The Trump administration has issued a permit to go ahead and build the controversial Keystone XL pipeline. The $8 billion project has been the subject of a years-long fight between environmental advocates and those who claim the pipeline will create much-needed new jobs. Today’s decision overrules the Obama administration’s 2015 decision to kill the project.
We knew the approval was coming, since President Donald Trump signed memoranda to resurrect the stalled pipeline back in January. Still, even with today’s permit, the pipeline’s exact route is controversial and the company running it, TransCanada, needs to get additional building permits in several states.
Keystone XL is supposed to carry oil from Canada to the border between Nebraska and Kansas, and then connect to the the Gulf Coast Pipeline. Because it crosses the Canadian border, the project needs to be approved by the State Department. However, two years ago the State Department conducted a review and said the pipeline should not go ahead. (Current Secretary of State Rex Tillerson, who was the CEO of Exxon Mobil, recused himself from today’s decision after protesters said his background indicated a conflict of interest.)
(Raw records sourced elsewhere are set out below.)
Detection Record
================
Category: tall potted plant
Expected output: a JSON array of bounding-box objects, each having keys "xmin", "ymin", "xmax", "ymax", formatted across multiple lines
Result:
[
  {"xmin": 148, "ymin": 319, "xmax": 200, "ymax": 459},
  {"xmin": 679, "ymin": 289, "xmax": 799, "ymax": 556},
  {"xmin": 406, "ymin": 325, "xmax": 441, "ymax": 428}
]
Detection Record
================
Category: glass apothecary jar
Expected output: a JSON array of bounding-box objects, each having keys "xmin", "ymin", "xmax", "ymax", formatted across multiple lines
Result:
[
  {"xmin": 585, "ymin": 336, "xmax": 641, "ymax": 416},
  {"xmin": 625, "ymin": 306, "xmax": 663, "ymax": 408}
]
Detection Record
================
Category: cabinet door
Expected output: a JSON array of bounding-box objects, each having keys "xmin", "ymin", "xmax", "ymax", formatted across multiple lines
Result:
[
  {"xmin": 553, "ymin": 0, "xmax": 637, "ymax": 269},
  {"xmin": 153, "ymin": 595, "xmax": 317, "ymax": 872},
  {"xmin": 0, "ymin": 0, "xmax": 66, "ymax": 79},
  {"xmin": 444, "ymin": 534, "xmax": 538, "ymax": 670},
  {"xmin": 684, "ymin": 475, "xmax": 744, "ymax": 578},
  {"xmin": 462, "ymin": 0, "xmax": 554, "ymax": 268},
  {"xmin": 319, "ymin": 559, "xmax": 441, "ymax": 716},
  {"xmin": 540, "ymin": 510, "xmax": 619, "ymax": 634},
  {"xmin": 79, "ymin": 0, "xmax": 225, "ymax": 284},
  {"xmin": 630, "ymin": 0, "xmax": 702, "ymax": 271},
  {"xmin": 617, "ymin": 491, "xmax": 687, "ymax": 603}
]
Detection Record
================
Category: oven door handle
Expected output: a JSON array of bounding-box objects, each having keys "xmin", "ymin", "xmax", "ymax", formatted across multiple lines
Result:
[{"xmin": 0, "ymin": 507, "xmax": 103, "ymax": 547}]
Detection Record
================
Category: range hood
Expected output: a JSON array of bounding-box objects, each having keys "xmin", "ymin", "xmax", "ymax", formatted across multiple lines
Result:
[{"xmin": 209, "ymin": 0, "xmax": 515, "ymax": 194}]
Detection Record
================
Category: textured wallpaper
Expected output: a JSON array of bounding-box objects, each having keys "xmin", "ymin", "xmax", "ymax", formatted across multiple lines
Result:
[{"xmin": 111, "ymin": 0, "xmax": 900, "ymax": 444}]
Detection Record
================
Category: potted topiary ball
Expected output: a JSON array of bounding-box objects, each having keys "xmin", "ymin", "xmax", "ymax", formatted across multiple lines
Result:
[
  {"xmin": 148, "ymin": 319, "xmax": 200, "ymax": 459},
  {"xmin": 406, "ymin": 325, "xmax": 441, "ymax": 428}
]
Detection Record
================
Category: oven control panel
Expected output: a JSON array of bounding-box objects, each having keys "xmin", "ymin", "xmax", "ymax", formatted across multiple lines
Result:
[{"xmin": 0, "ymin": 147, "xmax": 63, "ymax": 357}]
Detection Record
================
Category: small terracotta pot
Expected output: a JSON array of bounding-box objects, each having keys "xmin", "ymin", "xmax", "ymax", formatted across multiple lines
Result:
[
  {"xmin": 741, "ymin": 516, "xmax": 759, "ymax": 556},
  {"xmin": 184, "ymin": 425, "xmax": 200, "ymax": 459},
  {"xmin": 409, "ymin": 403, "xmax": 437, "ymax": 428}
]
This will only create 50 jobs
Environmental groups argue that pipelines are not safe because leaks are common and contribute to massive environmental damage. The leaks they fear are not exactly hypothetical. In January, for example, a Canadian pipeline spilled 200,000 liters of oil in a First Nations community. And a ProPublica report says that only 7 percent of natural gas lines and 44 percent of so-called “hazardous liquid lines” are regularly checked.
“The Keystone XL pipeline is a disaster for people, wildlife and the planet,” Kierán Suckling, executive director of the Center for Biological Diversity, said in a statement. “Donald Trump only cares about making his special interest pals richer even though our children will inherit a world ravaged by climate change. We will use every tool we have to fight this pipeline from the courts to the streets.”
Oil advocates, on the other hand, say that the “pipeline will create thousands of much-needed jobs for Americans” and also boost the United States’ energy security. But PolitiFact has rated these jobs numbers as false. The pipeline will only create about 50 jobs in the long run, though it could create as many as 42,100 temporary jobs during construction. And Trump’s goal of “energy independence” is actually dangerous for our national interests. One thing is for sure: this decision is consistent with Trump’s incoherent plans for the environment.